[RFC] Re: 2.6.20->2.6.21 - networking dies after random time

From: Jarek Poplawski
Date: Thu Aug 09 2007 - 10:50:01 EST



It seems, we can start to think about some preferred solutions,
already. Here are some of my preliminary conclusions and suggestions.

The problem of timeouts with some 'older' network cards seems to hit
mainly x86_64 arch, and after diagnosing and testing (still beeing
done) it's caused by resending level type irqs.

Possible solutions:

1. Reverting the whole "do not mask interrupts by default" patch:

Seems to be the most natural, but there are some minuses: this patch
has been here for a long time and some archs/drivers could have been
changed in the meantime and depend on this; this could also remove
possible good sides of this patch for which it was aimed (mainly for
edge type irqs), so some old problems could be back.

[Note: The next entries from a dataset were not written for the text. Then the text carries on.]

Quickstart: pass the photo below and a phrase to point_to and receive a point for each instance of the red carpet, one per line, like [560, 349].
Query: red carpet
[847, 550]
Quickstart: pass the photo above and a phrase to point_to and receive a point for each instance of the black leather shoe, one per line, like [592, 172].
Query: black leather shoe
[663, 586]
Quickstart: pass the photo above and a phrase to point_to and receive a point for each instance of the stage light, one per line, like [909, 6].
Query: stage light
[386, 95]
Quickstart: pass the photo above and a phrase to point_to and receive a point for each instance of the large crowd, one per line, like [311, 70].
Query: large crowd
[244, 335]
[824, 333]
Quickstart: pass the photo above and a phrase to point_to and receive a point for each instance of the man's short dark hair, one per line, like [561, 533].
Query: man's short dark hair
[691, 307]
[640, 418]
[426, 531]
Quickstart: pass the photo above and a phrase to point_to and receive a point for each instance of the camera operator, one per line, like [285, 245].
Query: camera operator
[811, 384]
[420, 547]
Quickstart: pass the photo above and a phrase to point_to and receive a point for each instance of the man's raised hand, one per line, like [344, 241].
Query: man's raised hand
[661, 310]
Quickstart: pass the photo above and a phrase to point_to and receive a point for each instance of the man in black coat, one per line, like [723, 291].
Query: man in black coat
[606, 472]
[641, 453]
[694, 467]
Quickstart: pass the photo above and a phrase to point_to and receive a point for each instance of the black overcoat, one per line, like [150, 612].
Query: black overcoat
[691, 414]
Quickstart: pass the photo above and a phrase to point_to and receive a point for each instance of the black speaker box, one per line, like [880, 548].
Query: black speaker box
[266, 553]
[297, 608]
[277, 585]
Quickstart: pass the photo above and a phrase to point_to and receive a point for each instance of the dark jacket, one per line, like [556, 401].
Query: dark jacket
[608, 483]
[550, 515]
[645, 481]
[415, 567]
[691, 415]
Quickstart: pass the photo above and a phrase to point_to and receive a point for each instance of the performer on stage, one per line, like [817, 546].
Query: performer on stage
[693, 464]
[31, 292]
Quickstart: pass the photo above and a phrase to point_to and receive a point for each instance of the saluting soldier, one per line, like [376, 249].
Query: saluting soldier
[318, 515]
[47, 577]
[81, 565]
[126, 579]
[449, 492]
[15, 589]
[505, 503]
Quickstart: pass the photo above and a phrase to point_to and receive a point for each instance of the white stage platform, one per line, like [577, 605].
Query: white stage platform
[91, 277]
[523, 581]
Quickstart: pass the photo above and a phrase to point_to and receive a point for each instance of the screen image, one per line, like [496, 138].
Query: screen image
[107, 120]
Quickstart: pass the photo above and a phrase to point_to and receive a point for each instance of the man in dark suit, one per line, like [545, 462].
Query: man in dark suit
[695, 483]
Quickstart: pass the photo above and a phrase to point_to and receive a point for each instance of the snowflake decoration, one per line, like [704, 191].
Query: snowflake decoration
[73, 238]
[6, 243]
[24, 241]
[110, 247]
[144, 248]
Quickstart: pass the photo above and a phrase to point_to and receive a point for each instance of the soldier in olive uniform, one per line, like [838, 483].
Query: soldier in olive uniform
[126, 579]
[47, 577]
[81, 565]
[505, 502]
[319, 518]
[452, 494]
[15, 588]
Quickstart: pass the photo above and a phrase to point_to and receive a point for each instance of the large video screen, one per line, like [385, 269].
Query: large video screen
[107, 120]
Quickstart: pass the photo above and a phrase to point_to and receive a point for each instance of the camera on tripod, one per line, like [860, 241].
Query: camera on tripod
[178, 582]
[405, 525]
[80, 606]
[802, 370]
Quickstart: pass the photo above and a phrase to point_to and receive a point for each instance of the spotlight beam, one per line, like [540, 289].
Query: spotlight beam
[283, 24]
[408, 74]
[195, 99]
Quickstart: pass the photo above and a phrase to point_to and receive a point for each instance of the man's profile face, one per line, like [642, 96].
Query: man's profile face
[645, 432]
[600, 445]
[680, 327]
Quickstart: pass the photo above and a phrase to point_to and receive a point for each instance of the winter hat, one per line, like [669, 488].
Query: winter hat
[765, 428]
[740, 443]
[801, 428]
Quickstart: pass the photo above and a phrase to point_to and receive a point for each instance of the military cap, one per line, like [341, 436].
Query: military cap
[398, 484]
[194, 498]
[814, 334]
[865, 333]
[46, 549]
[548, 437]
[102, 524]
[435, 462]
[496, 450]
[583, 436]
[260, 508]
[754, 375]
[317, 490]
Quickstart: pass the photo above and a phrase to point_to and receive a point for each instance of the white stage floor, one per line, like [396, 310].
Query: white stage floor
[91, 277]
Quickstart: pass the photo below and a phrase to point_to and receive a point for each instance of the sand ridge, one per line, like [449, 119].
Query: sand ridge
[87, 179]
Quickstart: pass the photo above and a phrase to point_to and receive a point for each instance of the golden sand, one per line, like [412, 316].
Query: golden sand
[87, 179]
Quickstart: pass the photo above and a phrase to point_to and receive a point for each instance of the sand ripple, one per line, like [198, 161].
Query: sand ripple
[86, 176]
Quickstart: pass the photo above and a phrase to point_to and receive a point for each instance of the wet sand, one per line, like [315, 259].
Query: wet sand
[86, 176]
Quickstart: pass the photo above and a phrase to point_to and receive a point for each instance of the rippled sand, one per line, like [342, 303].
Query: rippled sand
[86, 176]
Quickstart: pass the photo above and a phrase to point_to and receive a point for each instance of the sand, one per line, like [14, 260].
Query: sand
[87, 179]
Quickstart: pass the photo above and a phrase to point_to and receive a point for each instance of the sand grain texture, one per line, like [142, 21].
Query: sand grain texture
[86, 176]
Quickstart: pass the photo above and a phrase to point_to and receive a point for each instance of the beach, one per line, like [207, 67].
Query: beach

2. Excluding all level type irqs from resending. There are 2 ways:

a) Just like this is done now in -rc2 with Thomas' patch and AFAIK
seems to work very well; the way to find the type of interrupt by
the name of a handler looks a bit 'temporary' but it's simple and
working; it could be a bit moved and under #ifdef CONFIG_, so
this could affect only choosen ones.

b) Alternatively this could be done by e.g. assigning separate
irq_chip structures for edge and level handlers, so for levels there
would be chip->retrigger == NULL; so this could be done by arches
without any need for 'global' changes. The only minus here is a few
bytes of memory more; on the other hand it looks more readable and
elastic.

3. Using HARDIRQS_SW_RESEND for level type irqs:
seems to work, but needs more testing; but if #2 is theoretically
and practically OK, why bother. This also doesn't need any global
changes.

I prefer 2b + 3: since this is very delicate measure, I think there
should be visible CONFIG_ option: at least for disabling
chip->retrigger handler if used by arch and maybe for using
_SW_RESEND instead, as well.

It looks like these changes are needed for this x86_64 only, but
in my opinion some (good?!) apics could sometimes work OK with this
level resending only "by chance": theoretically it's questionable:
since edge type irqs used for this should be resent if not acked, and
level handlers ack time depends on how long drivers do their job,
there are possible strange and hard to repeat effects, for no reason
(if these levels can really always be skipped without any problem,
like seen in testing).

Then of course it would be easier to do this 'globally' with 2a.:
skipping by default (but #ifdef) chip->retrigger namely for:
handler_fasteoi_irq and handler_level_irq and handler_simple_irq;
handle_edge_irq plus others are always tried.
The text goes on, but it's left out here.